Когда сели в машину и тронулись, и ветер снова засвистел в распахнутых окнах, отец сказал: «Говорят, в ЦК обсуждают идею – закрыть Москву навсегда. Просто не открывать ее после Олимпиады. Все москвичи «за», много писем в партийные органы приходит». – «Было бы неплохо, да все равно ведь не сделают, – ответила мама. – Испугаются: что скажут борцы за права человека и всякие радиоголоса». А я ничего не говорил, лишь таращился в изумлении по сторонам, разглядывая столь красивую Москву – наверное, более красивой она никогда не была (и уже, вероятно, никогда больше не будет). Город достиг высшей точки своего имперского, социалистического развития и дальше становился только хуже – хотя никто из нас троих об этом не подозревал. А тут еще папа в машине рассказал анекдот (возможно, ставший пророческим): «Знаете, какая теперь периодизация истории СССР?» Периодизацией нас всех мучили на истории партии, лекциях по марксизму-ленинизму и школах комсорга (парторга, профорга). Вот и сейчас отец провозгласил: «Доолимпийский период, олимпийский и восстановление разрушенного хозяйства». Мама охотно рассмеялась, а потом укоризненно сказала: «Что ты разговорился, Павел Викторович, – при ребенке». Я возмутился: «Ребенок-то уже восемнадцатилетний. У нас в вузе и не такие анекдоты рассказывают». – «Кошмар! – воскликнула мама и добавила (тоже, как мне кажется теперь) пророчески: – Куда мы катимся!»

Бедные мои родители! Всю жизнь – точнее, всю советскую жизнь – боялись они, как бы ребенок (то есть я) не услышал чего, для его ушей не предназначенного. И ладно бы речь шла о животворных тайнах секса! Нет, табу считались: их работа, потому что оба трудились на оборонку; любые тайны кремлевского двора, ставшие им известными из слухов или закрытых лекций; все, связанное с диссидентами; нехватка продуктов и промтоваров; сталинские репрессии… О чем могли свободно разговаривать советские родители с детьми – если, конечно, желали добра своим отпрыскам? Только о погоде, природе да школьных успехах. Впрочем, я самостоятельно лет с тринадцати крутил мощный дедушкин приемник – в поисках «АББы», «Лед Зеппелин», битлов и рок-оперы «Иисус Христос – суперзвезда». По странной прихоти начальства передавали их только по волнам «Голоса Америки» и Би-би-си, где попутно просвещали меня о Солженицыне, альманахе «Метрополь», Марченко, Павле Литвинове и Ларисе Богораз.

С Садового кольца мы съехали на улицу Радищевская (ту самую, которая тянется от Таганки к высотке на Котельнической). У театра меня поразило большое скопление народа. Люди толпились группками у входа, иные шли от метро к театру.
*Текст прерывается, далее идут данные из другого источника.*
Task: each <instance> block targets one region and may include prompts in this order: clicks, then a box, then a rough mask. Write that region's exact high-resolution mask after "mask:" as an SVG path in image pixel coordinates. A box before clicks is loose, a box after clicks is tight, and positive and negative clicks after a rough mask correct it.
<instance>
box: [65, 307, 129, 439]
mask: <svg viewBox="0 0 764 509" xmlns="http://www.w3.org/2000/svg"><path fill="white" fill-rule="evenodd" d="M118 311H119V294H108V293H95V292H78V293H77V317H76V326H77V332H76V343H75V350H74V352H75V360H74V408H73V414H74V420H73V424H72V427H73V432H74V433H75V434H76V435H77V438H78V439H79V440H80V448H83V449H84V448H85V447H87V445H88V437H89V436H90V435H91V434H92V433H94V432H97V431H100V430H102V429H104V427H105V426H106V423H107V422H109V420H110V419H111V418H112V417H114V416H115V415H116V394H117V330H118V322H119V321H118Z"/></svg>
А на самом здании театра (похожем на провинциальную киношку), на витринах с афишами были налеплены десятки рукописных и машинописных листочков. Кто-то, окруженный друзьями, читал стихи. «Что такое? – в недоумении воскликнул я. – Что случилось?» – «А ты не знаешь? – удивленно переспросила мама. – Высоцкий умер». Еще не понимая огромности и трагичности происшедшего, я воскликнул: «Как?! Правда?!» – «Да, – покивал головой папа за рулем, – в газете писали». В те времена то был козырный аргумент: если о чем-то написали в газете, точно правда. Я потом увидел этот некролог: его напечатали в одной только «Вечерней Москве», пять строчек на последней полосе – скоропостижно скончался артист театра и кино В. С. Высоцкий. Мы тогда привыкли, что в некрологах обычно с десяток строк отводилось перечню титулов и достижений покойного: лауреат, Герой труда, профессор, депутат… Тут все оказалось наоборот: об утрате певца извещало множество организаций: министерство культуры, и госкино, и управление культуры Моссовета, однако ни единого звания у покойного не было: скончался просто артист театра и кино.

Я сидел на заднем сиденье «Жигулей» и пытался осмыслить произошедшее, но был не в состоянии. Машина уносила нас все дальше от центра Москвы, в наш спальный микрорайон. «В народе говорят: здорово Высоцкий советской власти подгадил, – усмехнулся отец. – Не только жизнью своей, но и смертью». Мама возмутилась: «Павел, что ты такое несешь!» – «А что? Он сыграл в ящик посреди Олимпиады, как специально». – «Не надо о покойном в таком тоне, да еще при ребенке!» – Так они могли переругиваться (и переругивались) всю дорогу домой, что заняла по воскресному времени не более пятнадцати минут.